Some confusion clouds Pournelle’s accounts in Zoonooz of the early life of Kakowet. (The name was a variation on cacahuète, the French word for “peanut.”) In his September 1960 article for the zoological society journal, Pournelle says that on the flight out of Africa, a baby gorilla “had the run of the plane and soon became fast friends with everyone, especially the crew.” Three months later, however, he refers only to Kakowet being on the long flight from the Congo, “allowed free run of the airplane” and becoming “friends with the entire Sabena crew.”

I have to assume that in the first article, the mammal curator was simply mixing up gorillas with bonobos. (The babies do look similar.) It’s a persistent error. On a recent visit, I heard one of the official zoo volunteers chat with visitors to the bonobo enclosure about the “gorillas” behind the glass.

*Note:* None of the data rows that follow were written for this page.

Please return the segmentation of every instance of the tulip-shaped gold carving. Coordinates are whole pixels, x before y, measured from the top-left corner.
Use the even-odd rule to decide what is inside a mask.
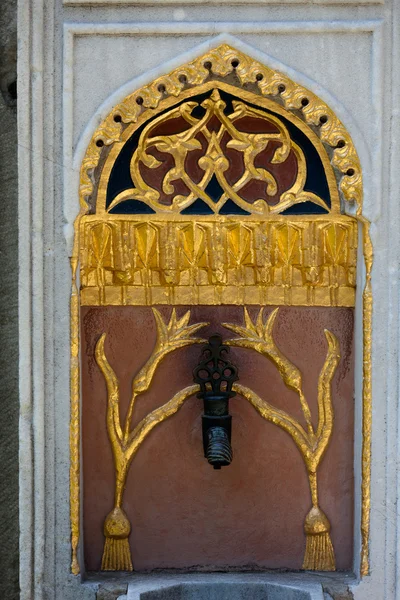
[[[302,376],[275,344],[272,329],[278,309],[275,309],[264,323],[263,309],[258,313],[255,322],[244,309],[245,326],[224,323],[227,329],[240,337],[225,342],[231,346],[240,346],[256,350],[277,367],[286,387],[295,391],[300,400],[306,428],[294,417],[283,410],[273,407],[260,398],[253,390],[236,383],[233,389],[246,398],[260,415],[286,431],[299,449],[308,474],[312,507],[306,516],[304,531],[306,534],[306,551],[303,569],[315,571],[334,571],[335,555],[329,534],[330,523],[318,503],[317,470],[328,447],[333,428],[333,407],[331,398],[331,382],[340,360],[339,342],[328,330],[325,337],[328,352],[318,381],[318,426],[315,431],[311,412],[302,389]]]
[[[105,544],[101,567],[103,571],[133,570],[128,543],[131,524],[122,508],[126,478],[133,457],[154,427],[174,415],[185,400],[199,390],[198,385],[191,385],[179,391],[169,402],[144,417],[134,429],[131,428],[136,399],[150,388],[154,373],[160,362],[167,354],[178,348],[205,342],[203,339],[191,337],[207,323],[189,325],[190,311],[187,311],[183,317],[178,319],[174,309],[168,323],[163,321],[157,309],[153,308],[153,314],[157,325],[157,341],[146,364],[133,378],[131,401],[123,426],[119,413],[119,383],[105,354],[105,333],[96,345],[96,361],[107,385],[107,430],[115,465],[114,508],[107,515],[104,522]]]

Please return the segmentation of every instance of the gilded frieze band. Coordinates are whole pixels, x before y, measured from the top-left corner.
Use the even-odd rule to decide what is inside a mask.
[[[81,304],[354,306],[357,221],[81,221]]]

Belle and big sister Maddie

Reaching that enclosure is a great deal easier than traveling to the Congolese jungle. But it’s surprisingly hard to find, given what zoological crown jewels the bonobos are. The bonobo exhibit isn’t labeled on San Diego Zoo maps. To find it, you have to head down Treetops Way, past the flamingos and orangutans. At the intersection with the Hippo Trail, there’s a sign bearing an iconic gorilla image; the trail leads to the gorillas’ spacious home in the zoo’s “Lost Forest” section. Just past the first gorilla viewing area, there’s a stairway on your left leading down, but no hint of why one might want to descend it. At the bottom, another sign bears an image of some unidentified primate. If you don’t enter the aviary but instead turn right, you’ll come upon the first large window into the bonobos’ world.

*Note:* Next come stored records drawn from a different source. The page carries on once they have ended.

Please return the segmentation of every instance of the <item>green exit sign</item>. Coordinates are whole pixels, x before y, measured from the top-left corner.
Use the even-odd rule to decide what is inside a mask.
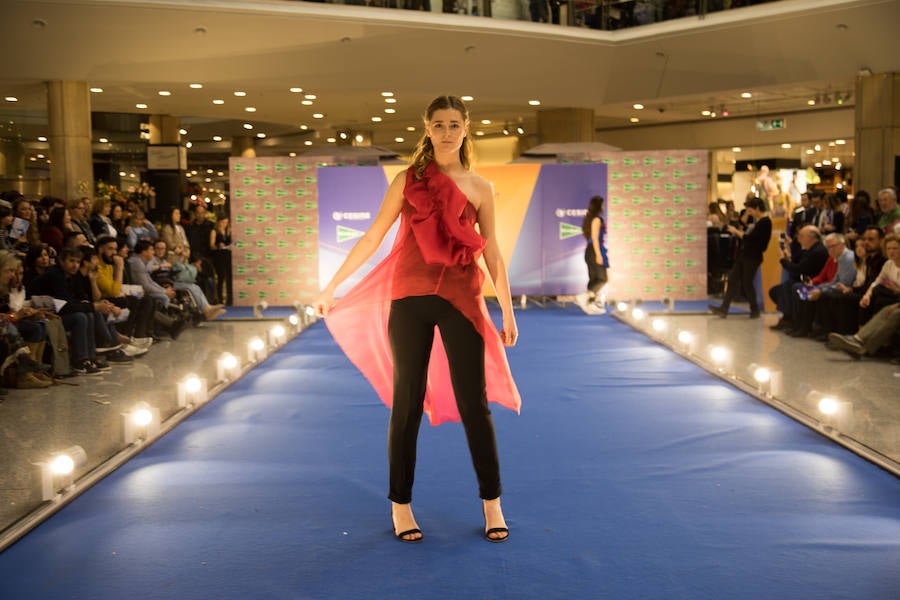
[[[774,131],[785,127],[787,127],[787,124],[784,122],[784,119],[758,119],[756,121],[757,131]]]

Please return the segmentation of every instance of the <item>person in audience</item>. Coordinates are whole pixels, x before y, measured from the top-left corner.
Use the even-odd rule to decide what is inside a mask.
[[[24,294],[18,301],[14,298],[21,290],[21,266],[15,253],[0,251],[0,372],[15,364],[17,388],[50,387],[53,378],[41,365],[48,316],[24,306]]]
[[[133,254],[128,258],[132,283],[144,288],[144,293],[157,300],[163,307],[175,297],[175,288],[163,287],[151,277],[150,262],[153,260],[153,242],[138,240]]]
[[[65,248],[81,248],[82,246],[90,246],[87,238],[80,231],[67,231],[63,235],[63,247]]]
[[[853,333],[860,325],[859,301],[881,273],[887,260],[881,252],[883,233],[872,225],[856,240],[856,278],[852,286],[839,284],[819,300],[818,318],[826,333]]]
[[[70,291],[69,280],[78,272],[81,256],[78,248],[64,248],[59,254],[58,263],[34,278],[26,291],[32,300],[36,296],[49,296],[65,302],[58,314],[69,334],[72,370],[79,374],[96,375],[108,371],[110,366],[97,358],[94,303],[76,300]]]
[[[794,319],[790,303],[794,285],[818,275],[828,260],[828,250],[822,244],[822,234],[814,225],[806,225],[800,229],[797,232],[797,242],[800,246],[799,253],[792,252],[789,243],[778,250],[782,282],[769,289],[769,297],[781,312],[778,323],[770,327],[776,331],[790,327]]]
[[[852,286],[856,279],[855,253],[850,250],[840,233],[829,233],[825,236],[825,248],[828,260],[818,275],[813,277],[808,286],[795,284],[791,299],[795,303],[793,314],[796,319],[793,327],[784,329],[792,337],[809,337],[813,334],[813,323],[819,307],[819,299],[823,295],[840,293],[839,286]]]
[[[884,232],[897,233],[896,227],[900,225],[900,206],[897,205],[897,190],[889,187],[878,192],[878,226]]]
[[[156,301],[149,295],[123,292],[125,259],[118,253],[116,238],[104,236],[98,239],[97,256],[97,288],[101,297],[121,309],[128,309],[128,320],[119,325],[119,331],[129,338],[123,351],[129,356],[140,356],[153,344]]]
[[[216,271],[216,297],[222,304],[232,303],[231,252],[234,248],[232,241],[229,218],[223,214],[216,219],[216,226],[210,239],[212,264]]]
[[[28,249],[28,254],[25,255],[25,285],[28,285],[38,275],[43,274],[53,264],[53,259],[50,258],[50,251],[50,246],[47,244],[39,244]]]
[[[197,266],[197,285],[203,290],[211,302],[218,303],[216,297],[216,272],[211,262],[213,228],[206,205],[194,204],[193,217],[188,223],[186,233],[191,249],[190,262]]]
[[[894,303],[879,310],[853,335],[828,334],[828,343],[832,348],[843,350],[858,360],[866,355],[877,354],[898,334],[900,334],[900,303]]]
[[[129,339],[120,334],[114,321],[123,318],[122,309],[105,300],[97,286],[97,253],[91,246],[82,246],[78,271],[69,280],[72,297],[94,305],[94,340],[97,354],[112,364],[130,364],[131,356],[122,350]]]
[[[850,203],[850,214],[847,217],[847,241],[855,241],[875,222],[872,212],[872,199],[865,190],[856,192]]]
[[[25,196],[18,194],[12,200],[13,215],[28,222],[28,230],[25,235],[16,240],[16,250],[24,256],[33,246],[41,245],[41,230],[37,221],[37,211]]]
[[[891,233],[884,236],[884,255],[887,260],[881,272],[859,300],[863,308],[861,324],[888,304],[900,302],[900,235]]]
[[[759,198],[750,198],[744,208],[747,216],[753,219],[753,223],[746,230],[729,225],[728,231],[741,239],[741,247],[734,261],[734,267],[728,274],[728,287],[725,289],[722,304],[709,305],[709,310],[722,318],[728,316],[731,302],[741,290],[750,303],[750,318],[758,319],[760,316],[754,279],[772,237],[772,221],[768,216],[768,206]]]
[[[125,215],[122,205],[118,202],[113,202],[112,208],[109,209],[109,220],[116,229],[116,241],[119,242],[119,247],[128,248],[128,232],[131,230],[128,222],[130,219]]]
[[[88,223],[94,234],[95,242],[101,237],[118,235],[115,225],[109,215],[112,212],[112,201],[109,198],[94,198],[91,206],[91,218]]]
[[[9,228],[13,222],[12,204],[0,199],[0,250],[12,251],[14,240],[9,238]]]
[[[224,315],[226,312],[225,308],[221,304],[211,305],[203,294],[203,290],[201,290],[193,280],[187,281],[183,276],[181,278],[175,276],[173,265],[168,261],[168,255],[166,241],[156,240],[153,258],[147,263],[147,269],[150,271],[154,280],[158,282],[161,277],[165,278],[171,282],[172,287],[176,290],[185,290],[188,292],[191,295],[191,298],[194,299],[194,304],[197,305],[197,308],[200,309],[200,312],[203,313],[203,316],[207,321],[212,321]],[[185,273],[190,272],[191,270],[185,269],[183,264],[182,267],[179,268],[179,274],[184,275]],[[154,276],[154,273],[157,275]],[[196,268],[193,269],[193,273],[196,277]]]
[[[47,225],[41,229],[41,241],[50,245],[59,254],[63,249],[63,241],[67,231],[71,231],[69,223],[69,211],[65,207],[57,206],[50,211]]]
[[[177,206],[169,211],[169,216],[163,224],[162,239],[166,241],[166,247],[170,250],[181,246],[183,249],[187,249],[187,256],[191,255],[191,245],[188,242],[187,233],[181,224],[181,209]]]
[[[97,239],[94,237],[91,224],[88,222],[87,205],[87,198],[79,198],[69,202],[69,215],[71,215],[69,226],[72,231],[84,234],[87,244],[93,246]]]
[[[823,234],[843,233],[844,232],[844,212],[841,210],[841,203],[837,194],[825,194],[824,213],[820,214],[822,222],[821,231]],[[824,218],[821,216],[824,214]]]
[[[725,213],[722,212],[722,204],[725,201],[719,199],[717,202],[710,202],[706,211],[706,227],[711,229],[725,228]]]
[[[144,215],[144,211],[141,209],[136,209],[131,215],[131,222],[129,225],[130,227],[126,234],[129,248],[133,249],[138,240],[149,240],[150,242],[154,242],[159,238],[156,227],[153,226],[153,223],[150,222],[146,215]]]

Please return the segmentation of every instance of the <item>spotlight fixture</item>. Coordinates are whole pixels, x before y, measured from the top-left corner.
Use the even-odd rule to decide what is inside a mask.
[[[675,310],[675,298],[666,296],[662,299],[662,303],[666,307],[666,312],[672,312]]]
[[[516,127],[516,133],[518,133],[519,135],[525,135],[525,129],[521,126]]]
[[[628,310],[628,303],[627,302],[617,302],[616,310],[618,310],[619,312],[625,312],[626,310]]]
[[[125,443],[146,441],[159,433],[159,408],[138,402],[130,411],[122,413]]]
[[[216,380],[230,381],[241,373],[241,361],[230,352],[223,352],[216,361]]]
[[[253,305],[253,316],[257,319],[261,319],[263,316],[263,311],[269,308],[269,303],[265,300],[260,300],[256,304]]]
[[[781,371],[750,363],[747,372],[756,383],[757,389],[768,396],[781,395]]]
[[[725,346],[711,345],[708,350],[709,359],[719,372],[732,370],[732,354]]]
[[[206,379],[194,373],[178,382],[178,406],[187,408],[206,399]]]
[[[631,318],[635,321],[643,321],[644,317],[647,316],[647,313],[644,312],[643,308],[635,308],[631,311]]]
[[[287,341],[287,331],[284,329],[284,325],[275,325],[271,329],[269,329],[269,345],[270,346],[278,346],[284,344]]]
[[[247,342],[247,359],[250,362],[259,362],[266,357],[266,343],[261,337],[253,337]]]
[[[87,464],[87,453],[81,446],[70,446],[54,452],[46,461],[37,463],[41,469],[41,499],[55,500],[59,492],[71,489],[75,469]]]

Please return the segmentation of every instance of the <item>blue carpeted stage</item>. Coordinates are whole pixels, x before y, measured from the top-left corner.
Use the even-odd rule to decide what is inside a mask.
[[[897,597],[895,477],[614,319],[518,318],[509,542],[458,424],[393,539],[388,411],[318,324],[0,555],[2,597]]]

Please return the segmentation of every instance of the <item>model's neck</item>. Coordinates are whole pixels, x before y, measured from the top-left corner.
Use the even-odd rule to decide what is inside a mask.
[[[435,153],[434,163],[437,165],[438,169],[440,169],[441,173],[454,173],[466,170],[459,160],[459,152]]]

Several signs around the enclosure do a good job of sharing information about bonobos, although the placards are easy to overlook. I’ve spent hours watching visitors stroll by. Many misidentify what they’re seeing. “Look! It’s a gorilla family,” I heard one little girl exclaim.

“No, honey,” her dad corrected her. “We saw the gorillas upstairs. These are chimpanzees.”

“Chim-pan-zees,” the girl parroted back.

One of the last large mammals to become known, bonobos were first thought by scientists to be a smaller subspecies of chimpanzee. Indeed, the San Diego Zoo was still referring to them as “pygmy chimps” in 1980, the year Kakowet died. By the late 1920s, however, anatomists were pointing out the differences between chimps and bonobos; today the two are universally recognized to be separate species, with bonobos (pan paniscus) varying from chimps (pan troglodytes) as much as dogs do from coyotes. The two species behave quite differently. Male-dominated chimp societies are so aggressive, individuals sometimes murder each other. On occasion, chimpanzees engage in organized warfare. In contrast, no killing of one bonobo by another has been documented either in captivity or in the wild. Bonobos live in habitats so laden with fruit that some observers speculate they never had to fight over food. They developed an unusual strategy for defusing the tensions that might lead to violence: engaging in sex often and indiscriminately — males with females, females with females, males with males, young with old (and with each other).